In the echoes of such, I find no joy in addressing this, but Christians dare not be silent nor consensual in the presence of wrong, including that by the state.  There are some pragmatic things before us, and I ask you to pray and to reflect, but it cannot stop there.  There are multiple ways to support better treatment for  these families who have come… desperately hopeful …to our borders: those seeking asylum waiting sometimes for weeks in the hot sun at legal portals as well as those caught crossing illegally seeking better opportunity, employment, or simply immediate, and then, long-term safety.  As with most hot button issues, immigration is not simply a black and white situation, but a long, convoluted history bearing multiple shades of gray: among them — economics, racism, misogyny, violence, fear, religious oppression, and the like.  Meaningful reformation of our immigration system will take time, care, compromise, and willing hearts.  The discussions are long past due, yet humane decisions are direly required.  In the meantime, I urge you all to:

*Read the statement of the Christian Church (Disciples of Christ), and become a signatory.

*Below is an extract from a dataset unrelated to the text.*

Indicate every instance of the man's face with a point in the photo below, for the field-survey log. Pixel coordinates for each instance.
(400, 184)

*Know your legislative districts and elected officials.  Contact them.  Write.  Call.  Email.  Visit.

*Support peaceful protest, which — like your vote — is not simply a right, but also a privilege.  There is a protest scheduled for Norfolk, in front of Immigration, Customs, and Enforcement (ICE) on June 30th, as well as one in Washington DC in front the White House.  A Peninsula based rally is in the works as well for that date, though plans have not yet been finalized.

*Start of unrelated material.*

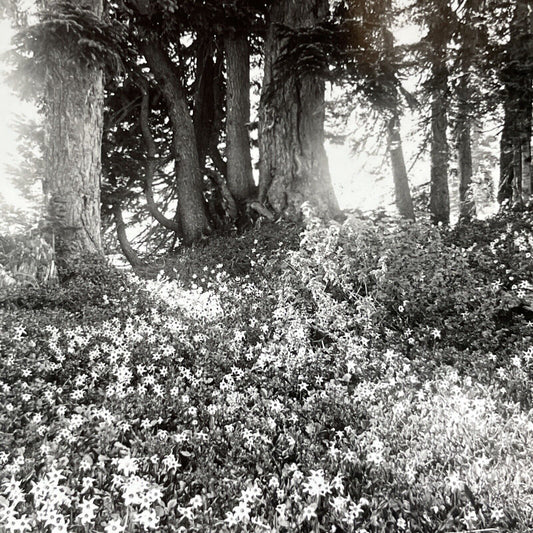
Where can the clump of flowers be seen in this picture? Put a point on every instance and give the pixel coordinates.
(337, 386)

*Donate.  There are church and civil agencies working directly in support of the families, and financial support is welcomed.  For instance, Week of Compassion is accepting designated online gifts to provide assistance.

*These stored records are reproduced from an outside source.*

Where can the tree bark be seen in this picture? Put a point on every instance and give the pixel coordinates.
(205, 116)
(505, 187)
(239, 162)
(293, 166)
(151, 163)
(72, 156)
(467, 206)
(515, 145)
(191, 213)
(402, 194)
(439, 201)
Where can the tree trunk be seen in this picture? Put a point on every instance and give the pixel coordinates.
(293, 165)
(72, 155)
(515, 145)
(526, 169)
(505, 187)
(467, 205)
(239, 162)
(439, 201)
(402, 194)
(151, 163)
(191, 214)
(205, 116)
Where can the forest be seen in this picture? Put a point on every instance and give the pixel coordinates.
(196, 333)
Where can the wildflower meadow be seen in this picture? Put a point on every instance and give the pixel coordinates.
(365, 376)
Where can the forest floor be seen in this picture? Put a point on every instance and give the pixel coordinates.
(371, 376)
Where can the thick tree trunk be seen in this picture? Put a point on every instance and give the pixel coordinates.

*Listen and educate yourselves.  All politics is local, and most of us have more areas of agreement on the rights and wrongs of policy than we do areas of disagreement.  Respectful discussion and listening to understand, not argue, are skills we all need to enhance, for SILENCE is NOT a feature of the walk in Christ; certainly not when the “least of these” are mistreated.  I implore you… as people of faith, we must actively seek solutions.

©2018 by Vinson W. Miller, Hampton VA.